Mardin Büyükşehir Belediye Eş Başkanı Ahmet Türk’ün basın açıklamasında öne çıkan başlıklar şöyle:

“Belediyenin eşyalarını çalanlar işten çıkarıldı

Bazı personeller, seçilmiş Büyükşehir Belediye Yönetimine hakaret ve küfürler ederek, belediye içerisinde aleyhimizde propaganda faaliyeti içerisindeydiler. Yani görevlerine son verilme gerekçeleri hırsızlık ve belediye aleyhinde propaganda. Belediyenin eşyalarını çalanlar daha sonra işten çıkarılınca, “Şehit aileleri” işten çıkarılıyor diye yaygara koparıyorlar.” 
“Belediyeyi bir milyar (eski para ile bir katrilyon) borç ile kayyumdan devraldım. Bunun nedeni ben değilim. Şimdi şehit ailesi diyorlar.

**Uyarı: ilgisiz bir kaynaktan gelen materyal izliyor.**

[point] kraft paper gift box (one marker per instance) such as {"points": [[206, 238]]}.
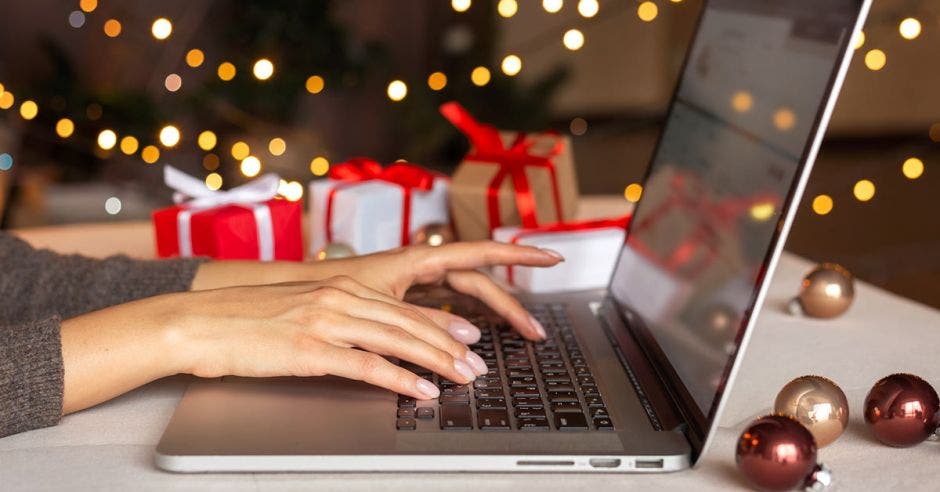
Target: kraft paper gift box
{"points": [[246, 222], [371, 208], [509, 178], [590, 249]]}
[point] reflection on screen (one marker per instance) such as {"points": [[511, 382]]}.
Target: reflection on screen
{"points": [[747, 104]]}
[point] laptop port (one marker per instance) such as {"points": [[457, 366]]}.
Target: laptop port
{"points": [[604, 462]]}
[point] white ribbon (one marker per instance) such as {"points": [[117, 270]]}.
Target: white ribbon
{"points": [[193, 195]]}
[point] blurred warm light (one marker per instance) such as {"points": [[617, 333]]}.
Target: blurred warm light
{"points": [[263, 69], [150, 154], [822, 204], [169, 136], [647, 11], [742, 101], [512, 65], [107, 139], [226, 71], [588, 8], [864, 190], [397, 90], [437, 81], [277, 146], [552, 6], [206, 140], [214, 181], [319, 166], [195, 57], [129, 145], [913, 168], [633, 192], [910, 28], [875, 59], [250, 166], [161, 28], [315, 84], [112, 28], [29, 109], [64, 128], [573, 39], [460, 5], [784, 119], [480, 76], [240, 150], [507, 8], [173, 82]]}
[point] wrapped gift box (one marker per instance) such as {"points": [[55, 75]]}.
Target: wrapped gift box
{"points": [[590, 249], [245, 223], [509, 178], [371, 208]]}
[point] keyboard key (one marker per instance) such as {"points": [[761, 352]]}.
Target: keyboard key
{"points": [[570, 421], [456, 417], [492, 419]]}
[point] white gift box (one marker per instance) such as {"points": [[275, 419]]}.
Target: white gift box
{"points": [[590, 256], [367, 215]]}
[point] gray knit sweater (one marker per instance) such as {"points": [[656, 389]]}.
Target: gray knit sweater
{"points": [[38, 288]]}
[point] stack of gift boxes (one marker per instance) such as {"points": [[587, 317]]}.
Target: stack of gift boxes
{"points": [[512, 187]]}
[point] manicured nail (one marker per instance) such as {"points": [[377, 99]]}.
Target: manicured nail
{"points": [[553, 254], [463, 331], [464, 370], [537, 326], [476, 362], [427, 389]]}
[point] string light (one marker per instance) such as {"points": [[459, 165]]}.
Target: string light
{"points": [[161, 28], [512, 65]]}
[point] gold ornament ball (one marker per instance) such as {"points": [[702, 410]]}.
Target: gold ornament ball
{"points": [[818, 404], [826, 292], [334, 251], [433, 235]]}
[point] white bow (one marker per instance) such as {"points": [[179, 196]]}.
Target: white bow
{"points": [[194, 196]]}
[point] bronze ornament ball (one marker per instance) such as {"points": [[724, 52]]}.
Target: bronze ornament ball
{"points": [[902, 410], [817, 403], [826, 292]]}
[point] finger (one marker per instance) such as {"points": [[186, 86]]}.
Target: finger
{"points": [[484, 288], [373, 369]]}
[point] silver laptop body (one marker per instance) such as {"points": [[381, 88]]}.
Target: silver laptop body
{"points": [[663, 342]]}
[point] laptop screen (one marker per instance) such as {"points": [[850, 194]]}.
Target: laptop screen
{"points": [[744, 116]]}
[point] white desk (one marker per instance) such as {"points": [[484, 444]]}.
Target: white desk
{"points": [[111, 446]]}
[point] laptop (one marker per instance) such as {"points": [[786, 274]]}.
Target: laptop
{"points": [[632, 378]]}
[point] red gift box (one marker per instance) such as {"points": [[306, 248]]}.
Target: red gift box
{"points": [[229, 225]]}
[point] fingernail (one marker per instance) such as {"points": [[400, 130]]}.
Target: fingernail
{"points": [[463, 331], [464, 370], [553, 254], [476, 362], [538, 326], [427, 389]]}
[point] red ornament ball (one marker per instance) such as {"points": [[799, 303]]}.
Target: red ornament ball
{"points": [[777, 453], [902, 410]]}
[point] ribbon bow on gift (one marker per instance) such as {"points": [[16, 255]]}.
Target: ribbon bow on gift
{"points": [[407, 176], [193, 196], [488, 148]]}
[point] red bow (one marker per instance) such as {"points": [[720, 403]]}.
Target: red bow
{"points": [[404, 174], [488, 148]]}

Mardin’de kaç tane şehit ailesi var. 163 kişi çıkartılmış. Burada ifade edilen 6 kişi şehit ailesiymiş. Devletin çıkarmış olduğu bir yasa var. Her şehit ailesinden iki kişiyi devlet çalıştırmak zorunda. Belediye değil devlet almak zorunda. 163 kişiden 9 kişi kendisi istifa etmiş. 78 kişi Mardin Büyükşehir Belediyesporun sporcularıdır. Belediyespor yöneticileri defalarca belediyeye davet edildiği halde, belediyeye nezakaten dahi olsa gelmemişlerdir. Gelmedikleri gibi bilgimiz dışında Mardin Büyükehir Belediyesporun ismi de değiştirilmiştir.

“Yolsuzlukları ortaya çıkardığımız için hedef seçildik”

Seçim döneminde cumhurbaşkanı dahil bakanlara verilen hediyeler 576 bin lira. Cumhurbaşkanına yaklaşık 130 bin liralık hediye alınmış. Bütün bu hediyeler belediyenin bir daire başkanın oğlunun dükkânından alınmış. Ama dükkana gidip baktığınız zaman burada 100 bin liralık hediyelik bulamazsınız. Bakanlara 20 bin ile 30 bin lira arasında hediye verilmiş. Oysa söz konusu dükkanda 100 bin liralık gümüş bulamazsınız. 576 bin liralık hediye sadece bir daire başkanının dükkanından alınmış. Önemli olan halka hesap verebilirliktir. Ben bu hesabı halka vereceğim. Yolsuzluk varsa hepsini ortaya çıkaracağım. Bir ay içerisinde her gelen bakana 200, 300, 180, 240 bin yemek verilmiş. Bir defa 288 bin liralık 4 bin 210 kişiye yemek verilmiş. Araştırıyorum Mardin’de 4 bin 210 kişinin sığacağı lokanta ve hiçbir yer yok. Yolsuzlukları ortaya çıkardığımız için hedef haline geldik.

Ahmet Türk (3).jpg
Mardin Büyükşehir Belediye Eş Başkanı Ahmet Türk, gündeme ilişkin aıklamalarda bulundu / Fotoğraf: Independent Türkçe

“Eğer fatura sahte değilse 950 bin TL’den 332 bin TL ‘ye nasıl düşer”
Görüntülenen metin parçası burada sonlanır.